Rasulullah saw bersabda, ”Hamba Allah selalu mengatakan, ‘Hartaku, hartaku’, padahal hanya dalam tiga soal saja yang menjadi miliknya yaitu apa yang dimakan sampai habis, apa yang dipakai hingga rusak, dan apa yang diberikan kepada orang sebagai kebajikan. Selain itu harus dianggap kekayaan hilang yang ditinggalkan untuk kepentingan orang lain,” (HR Muslim).

Dalam Islam, istilah “merugikan orang lain” tidak hanya terbatas pada korupsi, menipu, memeras, mencuri atau membunuh. Istilah ini mencakup juga “keengganan untuk menginfakkan sebagian harta kita pada yang berhak” (QS Ali Imran 3:180).

Allah menegaskan bahwa kesalihan itu adalah membagi sebagian harta dengan orang lain; bukan hanya ibadah ritual (QS Al Baqarah 2:177).

Seorang Mukmin adalah orang yang meyakini bahwa rezeki telah ditentukan oleh Allah SWT. Dia juga yakin bahwa setiap manusia tidak akan menemui ajalnya sebelum semua rezeki yang telah ditetapkan oleh Allah dicukupkan kepadanya.

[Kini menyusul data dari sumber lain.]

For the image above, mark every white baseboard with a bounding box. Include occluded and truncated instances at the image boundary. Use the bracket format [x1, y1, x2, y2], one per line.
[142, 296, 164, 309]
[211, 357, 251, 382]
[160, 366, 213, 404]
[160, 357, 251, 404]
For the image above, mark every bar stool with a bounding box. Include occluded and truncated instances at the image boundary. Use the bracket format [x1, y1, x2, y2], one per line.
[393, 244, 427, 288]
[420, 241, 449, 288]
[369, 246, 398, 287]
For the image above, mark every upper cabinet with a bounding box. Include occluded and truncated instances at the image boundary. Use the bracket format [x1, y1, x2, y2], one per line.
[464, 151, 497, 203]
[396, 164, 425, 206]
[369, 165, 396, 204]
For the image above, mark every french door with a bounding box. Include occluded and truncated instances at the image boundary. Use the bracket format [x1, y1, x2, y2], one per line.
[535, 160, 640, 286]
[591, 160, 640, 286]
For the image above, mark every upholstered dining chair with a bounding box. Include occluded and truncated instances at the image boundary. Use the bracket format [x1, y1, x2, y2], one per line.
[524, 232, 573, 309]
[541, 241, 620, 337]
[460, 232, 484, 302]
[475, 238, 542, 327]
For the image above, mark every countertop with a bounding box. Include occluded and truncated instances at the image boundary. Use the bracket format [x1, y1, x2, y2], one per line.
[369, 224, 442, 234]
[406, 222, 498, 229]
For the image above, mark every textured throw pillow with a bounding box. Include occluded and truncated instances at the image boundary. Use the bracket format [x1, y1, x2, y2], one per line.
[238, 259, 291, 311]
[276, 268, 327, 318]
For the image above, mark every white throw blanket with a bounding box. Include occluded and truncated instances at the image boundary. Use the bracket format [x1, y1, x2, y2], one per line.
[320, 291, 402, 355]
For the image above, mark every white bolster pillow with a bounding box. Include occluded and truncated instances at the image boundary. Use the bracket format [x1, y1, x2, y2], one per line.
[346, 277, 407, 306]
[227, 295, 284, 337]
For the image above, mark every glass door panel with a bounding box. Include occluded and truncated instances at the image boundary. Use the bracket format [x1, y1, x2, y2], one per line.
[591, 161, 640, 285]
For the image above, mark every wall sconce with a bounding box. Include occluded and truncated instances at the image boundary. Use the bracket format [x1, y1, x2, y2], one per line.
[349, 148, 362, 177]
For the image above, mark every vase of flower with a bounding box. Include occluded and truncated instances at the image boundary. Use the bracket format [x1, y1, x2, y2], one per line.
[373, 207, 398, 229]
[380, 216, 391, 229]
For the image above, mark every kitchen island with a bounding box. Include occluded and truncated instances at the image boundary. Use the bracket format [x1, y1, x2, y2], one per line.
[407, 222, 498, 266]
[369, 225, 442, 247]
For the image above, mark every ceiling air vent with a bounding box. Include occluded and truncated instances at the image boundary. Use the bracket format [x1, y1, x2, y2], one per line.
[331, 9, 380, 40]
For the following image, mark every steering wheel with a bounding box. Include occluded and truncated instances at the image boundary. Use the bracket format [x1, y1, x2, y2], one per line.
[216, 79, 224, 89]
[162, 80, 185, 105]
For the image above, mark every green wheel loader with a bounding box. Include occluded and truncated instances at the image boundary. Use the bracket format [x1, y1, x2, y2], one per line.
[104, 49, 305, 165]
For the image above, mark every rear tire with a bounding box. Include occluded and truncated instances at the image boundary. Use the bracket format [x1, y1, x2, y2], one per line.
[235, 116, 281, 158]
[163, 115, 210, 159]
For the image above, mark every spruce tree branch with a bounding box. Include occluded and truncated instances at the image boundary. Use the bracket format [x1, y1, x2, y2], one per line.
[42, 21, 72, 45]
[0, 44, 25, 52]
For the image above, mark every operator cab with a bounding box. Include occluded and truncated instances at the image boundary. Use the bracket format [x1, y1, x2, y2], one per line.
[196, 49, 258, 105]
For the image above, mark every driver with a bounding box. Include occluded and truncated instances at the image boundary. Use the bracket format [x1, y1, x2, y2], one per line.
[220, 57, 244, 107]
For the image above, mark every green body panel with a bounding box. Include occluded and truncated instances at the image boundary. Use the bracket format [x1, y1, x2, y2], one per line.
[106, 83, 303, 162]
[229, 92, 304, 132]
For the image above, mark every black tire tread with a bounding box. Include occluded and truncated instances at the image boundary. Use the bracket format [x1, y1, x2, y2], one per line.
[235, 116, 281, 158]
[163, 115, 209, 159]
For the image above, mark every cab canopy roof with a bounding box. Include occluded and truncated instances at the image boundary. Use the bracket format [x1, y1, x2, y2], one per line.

Ia merasa cukup terhadap harta yang telah diperolehnya dan menyadari ada hak orang lain atas kelebihan harta yang dimilikinya. Ia infakkan sebagian hartanya di jalan Allah untuk membantu saudara-saudaranya yang dilanda kelaparan dan kekurangan.

Islam selalu menekankan pentingnya kesalihan kolektif untuk mencapai masyarakat madani, suatu masyarakat yang hidup damai dan sejahtera. Kesalihan kolektif baru dapat dicapai apabila kalangan yang lebih beruntung secara ilmu dan kekayaan berinisiatif untuk membagi apa yang dimilikinya dan membuang perilaku tamak dan selfish.

Demikianlah yang patut dilakukan seorang Muslim dan ia tidak lagi silau terhadap kekayaan orang lain yang dihimpun karena ketamakan.